In accordance with the Paperwork Reduction Act of 1995 (44 U.S.C. Chapter 35), the information collection requirements have been previously approved by the Office of Management and Budget (OMB) and assigned OMB No. 05840567, Certification of Compliance with Meal Requirements for the National School Lunch Program Under the Healthy, Hunger-Free Kids Act of 2010.
Statutory authorization for the rule
FNS states that the authority for the final rule is based on the Richard B. Russell National School Lunch Act, 42 U.S.C. §§ 17511760, 1779, as amended by the Healthy, Hunger-Free Kids Act of 2010 (Pub. L. 111-296) (Dec. 13, 2010).
Executive Order No. 12,866 (Regulatory Planning and Review)
FNS states that the final rule has been designated an economically significant regulatory action and, accordingly, has been reviewed by OMB.
Executive Order No. 13,132 (Federalism)
Executive Order 13,132 requires federal agencies to consider the impact of their regulatory actions on state and local governments. Where such actions have federalism implications, agencies are directed to provide a statement for inclusion in the preamble to the regulations describing the agencys considerations in terms of the three categories called for under section (6)(b)(2)(B) of Executive Order 13,132. FNS stated that it has considered the impact of this final rule on state and local program operators and has attempted to develop a rule that would implement the performance-based reimbursement in the most effective and least burdensome manner.

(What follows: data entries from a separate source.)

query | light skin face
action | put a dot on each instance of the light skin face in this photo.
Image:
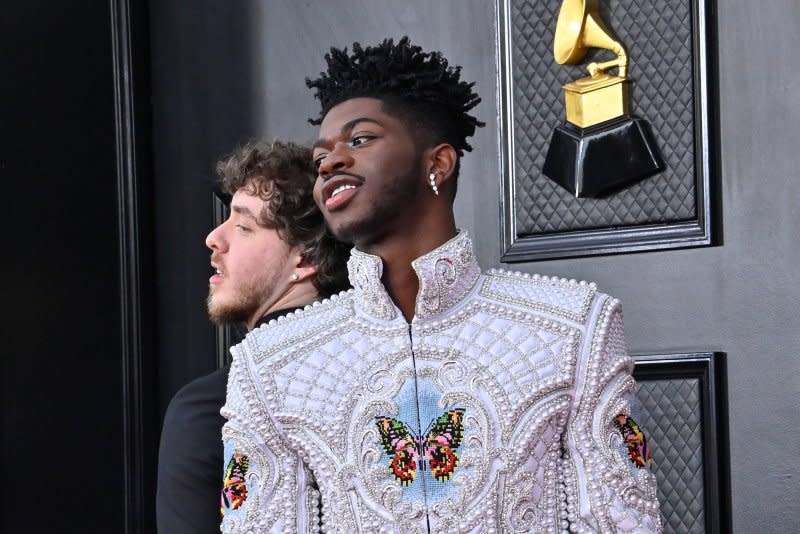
(254, 267)
(373, 190)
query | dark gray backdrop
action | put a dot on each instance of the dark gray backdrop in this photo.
(223, 72)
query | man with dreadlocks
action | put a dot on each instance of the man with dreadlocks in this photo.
(431, 397)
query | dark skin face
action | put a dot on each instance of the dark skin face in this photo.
(373, 189)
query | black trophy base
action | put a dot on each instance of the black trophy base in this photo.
(595, 161)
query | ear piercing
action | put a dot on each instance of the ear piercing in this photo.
(432, 178)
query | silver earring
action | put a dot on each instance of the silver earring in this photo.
(432, 178)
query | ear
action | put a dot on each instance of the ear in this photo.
(441, 161)
(303, 268)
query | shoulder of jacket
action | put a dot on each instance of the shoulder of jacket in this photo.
(296, 328)
(569, 299)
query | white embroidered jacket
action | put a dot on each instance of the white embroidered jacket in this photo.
(493, 411)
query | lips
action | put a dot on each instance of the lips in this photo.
(339, 190)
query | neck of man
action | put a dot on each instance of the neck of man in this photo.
(401, 248)
(297, 295)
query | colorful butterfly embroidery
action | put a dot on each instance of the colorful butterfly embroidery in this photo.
(635, 440)
(436, 448)
(234, 491)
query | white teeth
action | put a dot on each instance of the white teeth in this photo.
(343, 187)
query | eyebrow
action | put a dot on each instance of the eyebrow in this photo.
(345, 129)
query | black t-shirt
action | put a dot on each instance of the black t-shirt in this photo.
(190, 455)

FNS stated that it recognizes that implementing the new performance-based reimbursement certification process will require a significant effort on the part of state and local program operators. FNS asserted that this final rule simplifies the certification process by allowing state agencies to consider any SFA compliant with the component requirements for grains and meat/meat alternates if the menu is compliant with the daily and weekly minimums for these components. Additionally, FNS explains that it has provided several trainings and guidance to ensure state agencies understand performance-based funding requirements and provide SFAs with the training and technical assistance needed to implement the improved school meal patterns. Finally, per the requirements of the HHFKA, FNS stated that it provided $47 million to state agencies in fiscal years 2012 and 2013 to assist with meal pattern implementation, training, technical assistance, and performance-based certification activities. FNS noted that these funds are available for obligation by state agencies through September 2015.